This issue is not new and there are already several bills passing through the House with the goal of helping veterans.
Suicide is the 10th-leading cause of death for all Americans, and the national rate has increased in nearly every state since 1999, according to the Centers for Disease Control and Prevention. Suicide affects people of all backgrounds, ages and professions.
Dealing with suicide in the military community is similar to the general public, but there are some cultural differences that make it uniquely challenging, according to Kim Ruocco, vice president of suicide prevention and postvention at the Tragedy Assistance Program for Survivors, a nonprofit that provides peer support to grieving military families, including those bereaved by suicide loss.
"Suicide is a complex event with multiple factors that contribute to it," Ruocco said. "Mental health may be one of the factors, but in the military, there are other contributing factors, such as moral injuries, survivor guilt, unresolved grief and exposure to trauma [and] loss of identity and community, which contributes to the struggles of those who serve."
Ruocco said that pride may also get in the way of seeking help.
"Veterans often compare their own struggles to those around them. In their mind, they often don't deserve care because someone else is suffering more or has a visible injury," she said. "There's a culture of 'suck it up, push through, don't get help.' It's very focused on the mission, focused on taking care of others and not being the weakest link."
Ruocco is not only a licensed social worker, she's also a military widow. Marine Major John Ruocco, a decorated Marine Cobra helicopter pilot who flew 75 combat missions, took his own life while preparing for a second combat deployment to Iraq in 2005.
The mother of three said that every death by suicide directly impacts 135 people. She also knows that the chances of suicide in a family are amplified once someone dies by suicide. Those are the people Kim is trying to help at TAPS.
She uses a technique called postvention, which is meant to support the family, friends and peers of the person lost to suicide. It's also how she honors her husband.
"How do I continue his story in a way that is not just focused on how he died, but to bring hope and healing and understanding along with that?" she said. "I think he'd be really proud that I took a terrible event and made some meaning out of it by giving hope to others."
Her work has helped people like Dana O'Brien, a Vietnam War veteran from South Carolina. He recently told ABC News Chief Medical Correspondent Dr. Jennifer Ashton about coming back from Vietnam a very withdrawn person who chose to numb his pain rather than talk openly about it.
"The unit I was with, there's 747 names on the Vietnam Wall in a 10-year span. The 1/9 were the 'walking dead.' They lost more men and were in [the] country longer than any other unit in Marine Corp. history," O'Brien said.
When O'Brien greeted Ashton, he told her that his friends call him "O.B." and then offered a smile and embrace after mentioning that his Marine grandson, Daniel, died by suicide.
"I'm a hugger," he said, adding that his work with other families has been a gift in disguise, as they've turned him into an outgoing, burly bear-hugger.
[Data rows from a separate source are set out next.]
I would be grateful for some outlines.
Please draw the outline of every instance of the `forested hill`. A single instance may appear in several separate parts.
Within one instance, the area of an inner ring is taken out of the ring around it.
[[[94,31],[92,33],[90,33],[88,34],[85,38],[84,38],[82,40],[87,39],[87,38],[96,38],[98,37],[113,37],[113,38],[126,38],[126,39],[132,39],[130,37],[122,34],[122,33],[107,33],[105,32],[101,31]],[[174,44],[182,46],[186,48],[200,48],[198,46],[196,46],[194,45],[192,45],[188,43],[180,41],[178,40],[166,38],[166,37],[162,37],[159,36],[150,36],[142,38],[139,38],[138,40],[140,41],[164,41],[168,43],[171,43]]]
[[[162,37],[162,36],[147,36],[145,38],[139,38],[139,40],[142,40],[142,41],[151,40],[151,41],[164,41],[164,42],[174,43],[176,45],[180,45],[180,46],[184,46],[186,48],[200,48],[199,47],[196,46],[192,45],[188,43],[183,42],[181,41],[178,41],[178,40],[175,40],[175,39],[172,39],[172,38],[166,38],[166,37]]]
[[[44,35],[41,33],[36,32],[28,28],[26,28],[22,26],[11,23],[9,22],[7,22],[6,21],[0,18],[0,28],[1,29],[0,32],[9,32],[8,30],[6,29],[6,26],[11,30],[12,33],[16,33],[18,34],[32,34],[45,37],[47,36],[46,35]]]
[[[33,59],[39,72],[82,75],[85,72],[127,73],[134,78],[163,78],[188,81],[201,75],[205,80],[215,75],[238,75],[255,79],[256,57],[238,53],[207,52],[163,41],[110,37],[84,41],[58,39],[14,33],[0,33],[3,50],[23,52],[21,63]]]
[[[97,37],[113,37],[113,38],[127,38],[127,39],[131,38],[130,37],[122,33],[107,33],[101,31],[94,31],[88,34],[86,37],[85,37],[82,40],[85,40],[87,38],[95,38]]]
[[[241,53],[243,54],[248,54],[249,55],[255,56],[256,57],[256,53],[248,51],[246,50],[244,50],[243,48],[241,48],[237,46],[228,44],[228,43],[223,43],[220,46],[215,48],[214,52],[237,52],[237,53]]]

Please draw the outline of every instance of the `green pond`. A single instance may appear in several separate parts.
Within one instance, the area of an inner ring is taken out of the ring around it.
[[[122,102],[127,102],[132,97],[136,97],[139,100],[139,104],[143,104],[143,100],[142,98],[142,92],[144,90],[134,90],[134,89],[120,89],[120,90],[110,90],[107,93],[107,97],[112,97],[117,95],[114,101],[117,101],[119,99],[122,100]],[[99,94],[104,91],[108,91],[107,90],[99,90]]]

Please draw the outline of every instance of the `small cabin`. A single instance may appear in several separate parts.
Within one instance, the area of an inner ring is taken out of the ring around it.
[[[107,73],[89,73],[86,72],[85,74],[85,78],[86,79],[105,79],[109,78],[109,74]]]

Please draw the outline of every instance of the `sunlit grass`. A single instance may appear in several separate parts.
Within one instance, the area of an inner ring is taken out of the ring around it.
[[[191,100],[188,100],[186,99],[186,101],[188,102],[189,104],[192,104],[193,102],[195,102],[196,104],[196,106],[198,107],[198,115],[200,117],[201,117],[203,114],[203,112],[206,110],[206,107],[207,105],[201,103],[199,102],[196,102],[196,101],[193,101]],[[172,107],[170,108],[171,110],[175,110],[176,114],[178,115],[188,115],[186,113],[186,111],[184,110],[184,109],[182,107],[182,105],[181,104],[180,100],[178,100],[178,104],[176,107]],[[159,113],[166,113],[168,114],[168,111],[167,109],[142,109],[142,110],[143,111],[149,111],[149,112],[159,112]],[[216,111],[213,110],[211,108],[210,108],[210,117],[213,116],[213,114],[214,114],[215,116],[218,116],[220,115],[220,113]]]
"Before Daniel took his life, I wasn't like that. Before I went to TAPS, I wasn't like that. Before I became a peer mentor, I wasn't like that," he said. "After I became a peer mentor, it was like a big tooth on a key that had unlocked that closet that had been yearning to be unlocked for over 40-plus years. I think it was a gift from Daniel."
TAPS uses three phases to help survivors. First is stabilization; then grief work, helping those who are grieving to move away from focusing on how a person died to focus on how they lived; and, finally, post-traumatic growth, or finding meaning in the loss, such as using it as motivation to prevent other suicides.
"We don't get over grief -- it's a lifelong journey", Ruocco said she tells families. [It's about] "teaching families how to grieve and then helping them move away from the cause of death to how the person lived and served. Then, once they've gone through that process, they can find growth -- meaning in their life in honor of their loved one."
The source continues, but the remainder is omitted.